NASCAR Xfinity: Austin Dillon takes lead late for win at Bristol
Austin Dillon celebrates in victory lane after winning the Food City 300 at Bristol Motor Speedway on Aug. 19, 2016 (photo courtesy of Getty Images for NASCAR).
By AMANDA VINCENT
Austin Dillon led the last four laps of the Food City 300 NASCAR Xfinity Series race at Bristol (Ten.) Motor Speedway on Friday night and claimed his first win of the season. It was his second Xfinity win of the season in 13 starts.
Although the win was Dillon’s second of the year, it was the first for crew chief Justin Alexander.
“I’m proud of Justin Alexander,” Dillon said. “This is his first win as a crew chief in the NASCAR Xfinity Series, and this is our first win together in our first race together. So, it’s a great way to start.”
Justin Allgaier was the highest-finishing Xfinity Series championship-eligible driver, taking runner-up honors after running a lap down for a significant portion of the race. Kyle Larson finished third, Elliott Sadler was fourth, and Brendan Gaughan finished fifth after going a lap down two different times throughout the race.
All of Dillon’s laps led came in an overtime that extended the race from a scheduled 300-lap distance to 308 laps. The eighth and final yellow flag came with four laps remaining in the scheduled race distance when Brad Keselowski and Kyle Busch made contact while racing for the lead. That contact sent Busch into the wall and out of the race.
After the incident, Busch accused Keselowski of being “a dirty racer.”
“It’s probably my fault. I haven’t heard from Kyle,” Keselowski said. “He got a really good run on me in (turns) one and two. The high lane in three and four had a lot of speed. He tried to get up and we were all right on top of each other. We both kind of got the raw end of it, he probably more than I did.

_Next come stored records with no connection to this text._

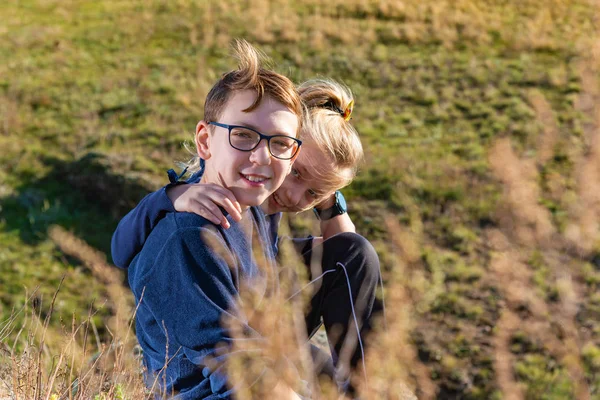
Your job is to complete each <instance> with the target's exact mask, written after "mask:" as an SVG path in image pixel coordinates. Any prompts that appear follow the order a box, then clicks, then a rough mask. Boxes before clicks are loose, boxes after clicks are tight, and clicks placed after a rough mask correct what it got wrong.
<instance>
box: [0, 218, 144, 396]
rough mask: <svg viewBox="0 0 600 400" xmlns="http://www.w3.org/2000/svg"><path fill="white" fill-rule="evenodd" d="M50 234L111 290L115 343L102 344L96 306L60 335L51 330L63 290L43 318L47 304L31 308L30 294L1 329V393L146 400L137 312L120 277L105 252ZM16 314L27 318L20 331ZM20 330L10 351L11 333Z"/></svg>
mask: <svg viewBox="0 0 600 400" xmlns="http://www.w3.org/2000/svg"><path fill="white" fill-rule="evenodd" d="M49 235H50V237H51V238H52V240H53V241H54V242H55V243H56V245H57V246H58V247H59V248H60V249H61V250H62V251H63V252H64V254H67V255H69V256H71V257H74V258H76V259H78V260H80V261H81V262H82V263H83V264H84V265H85V266H86V267H88V268H89V270H90V272H91V273H92V275H93V276H94V277H95V278H96V279H98V280H100V281H101V282H103V283H104V284H105V285H106V294H107V300H106V306H107V307H108V308H109V310H110V314H111V315H112V317H111V318H110V319H109V323H108V326H107V327H106V328H107V329H108V331H109V333H110V335H111V339H110V341H108V342H103V341H102V340H101V339H100V337H99V336H98V330H97V327H96V323H95V322H94V317H95V312H93V311H92V310H93V304H90V307H89V312H88V314H87V315H84V316H75V315H74V316H73V317H72V319H71V321H70V323H69V325H65V322H64V321H63V322H62V324H61V325H62V331H61V332H57V331H55V330H53V329H50V328H49V322H50V319H51V318H53V317H54V316H53V312H54V305H55V303H56V301H57V299H59V300H60V291H61V286H60V285H59V286H58V288H57V289H56V291H55V293H54V296H53V298H52V299H51V303H50V307H49V309H48V311H47V312H45V316H43V317H42V309H43V307H42V304H39V303H36V302H33V304H34V307H33V308H32V309H31V310H30V309H28V307H29V306H28V304H30V303H31V300H32V299H33V295H30V296H29V298H28V299H27V301H26V302H25V306H24V307H23V309H21V310H19V311H16V312H15V313H14V314H13V317H11V318H9V319H8V320H7V321H4V322H3V324H2V325H1V326H0V328H1V332H2V335H1V336H0V338H1V339H2V341H1V342H0V343H1V344H2V346H3V350H4V351H3V353H2V354H1V355H0V357H1V358H2V359H3V363H4V362H6V363H7V365H8V372H9V374H7V375H6V376H5V378H3V379H2V381H1V386H0V394H6V396H8V398H11V399H30V398H31V399H33V398H35V399H46V400H48V399H52V400H56V399H92V398H94V399H123V398H125V393H127V395H126V398H145V397H146V396H147V395H146V392H147V391H146V389H145V386H144V384H143V381H142V378H141V365H140V360H139V357H137V356H136V355H135V354H134V351H133V348H134V346H135V343H136V341H135V335H134V334H133V332H132V329H131V328H132V322H133V320H132V318H133V309H132V307H131V299H130V296H129V295H128V294H127V289H126V288H124V287H123V285H122V276H121V274H120V273H119V271H118V270H117V269H116V268H115V267H114V266H112V265H109V264H107V263H106V259H105V257H104V255H103V254H102V253H100V252H98V251H97V250H95V249H93V248H91V247H90V246H89V245H87V244H86V243H85V242H83V241H82V240H80V239H78V238H77V237H75V236H74V235H73V234H71V233H69V232H67V231H65V230H64V229H62V228H60V227H52V228H51V229H50V232H49ZM64 279H69V276H67V275H65V276H63V280H64ZM61 284H62V281H61ZM40 303H41V302H40ZM16 314H24V315H25V316H26V318H25V319H24V322H23V323H22V325H21V326H19V327H16V326H14V324H15V317H16V316H17V315H16ZM61 320H62V317H61ZM15 328H16V329H19V331H18V333H17V335H16V339H15V340H14V342H13V343H12V346H9V345H10V343H8V342H7V339H8V337H9V336H8V333H10V331H12V330H14V329H15ZM94 344H95V345H94Z"/></svg>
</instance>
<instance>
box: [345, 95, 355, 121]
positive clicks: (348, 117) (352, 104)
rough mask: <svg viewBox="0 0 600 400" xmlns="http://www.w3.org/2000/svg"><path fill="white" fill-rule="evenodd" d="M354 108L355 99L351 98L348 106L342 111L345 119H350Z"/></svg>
mask: <svg viewBox="0 0 600 400" xmlns="http://www.w3.org/2000/svg"><path fill="white" fill-rule="evenodd" d="M353 109H354V100H350V103H348V105H347V106H346V109H345V110H344V112H343V113H342V117H343V118H344V121H350V116H351V115H352V110H353Z"/></svg>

I don’t think either of us wanted to make contact.”
Keselowski continued as the race leader but ran out of fuel under caution as the race ran into extra laps.
When Keselowski’s fuel tank ran dry, Dillon took the lead.
Larson dominated the race, leading 200 laps. After pole sitter Erik Jones and Darrell Wallace Jr. each led laps, Larson first got to the front by passing Jones on lap 32. Jones and Busch ran second and third to Larson through most of those laps led. After starting the race in the back because of an unapproved change, Busch quickly raced toward the front and got up to second by the halfway point of the race.
Jones’, though, saw his chance for a win fly out the window when he wrecked with Joe Gibbs Racing teammate Daniel Suarez with just over 50 laps remaining.
“I just made a mistake,” Jones said. “I basically turned the 19 (Suarez). It’s unfortunate. I feel bad for Daniel, and I feel bad for this team and my guys. The Reser’s Camry was really good, and it deserved a good finish and was probably good enough to win. I just threw it away on that restart and tried to make too much happen too quick. Just trying to get back in line behind them before the others got there, and I wasn’t clear. Just mad at myself.”
By that time, Keselowski had taken the lead through pit strategy. A few laps earlier, Keselowski and Allgaier, along with three other drivers, stayed out during a yellow flag while the rest of the field headed to pit road one final time. Keselowski restarted with the lead and Allgaier was fifth, while Larson, the first driver off pit road, restarted sixth.
Larson, with newer tires, got up to second on the restart after the Jones/Suarez wereck and challenged Keselowski for the lead. The two made contact, allowing Busch to take second from Larson, but Keselowski maintained his position up front.
Ty Dillon took a quick lead late in the race when he got by both Busch and Keselowski on a restart, but he got into the wall with under 10 laps to go, allowing Keselowski and Busch to reassume their positions in the top-two spots of the running order.
In the meantime, Austin Dillon moved into third, putting himself in position to take advantage of the contact between the top-two and Keselowski running out of fuel.
“It was interesting to have another lane down at the bottom of the track [because of changes made to the surface in an attempt to improve racing], and it ended up being a race on those last two restarts,” Dillon said. “At the end of the race, I listened to the advice of my grandfather (car owner, Richard Childress) on what lane to choose to restart, and I’m glad I did. It really worked out.”
Finishing sixth through 10th were Jeremy Clements, Wallace, Blake Koch, Brandon Jones and Corey LaJoie. For LaJoie, the 10th-place finish was his first-career top-10.
“That was a lot of fun out there tonight,” LaJoie said. “We struggled with being a little tight throughout the race, but the guys on this JGL Racing team stuck behind me, and we never gave up.”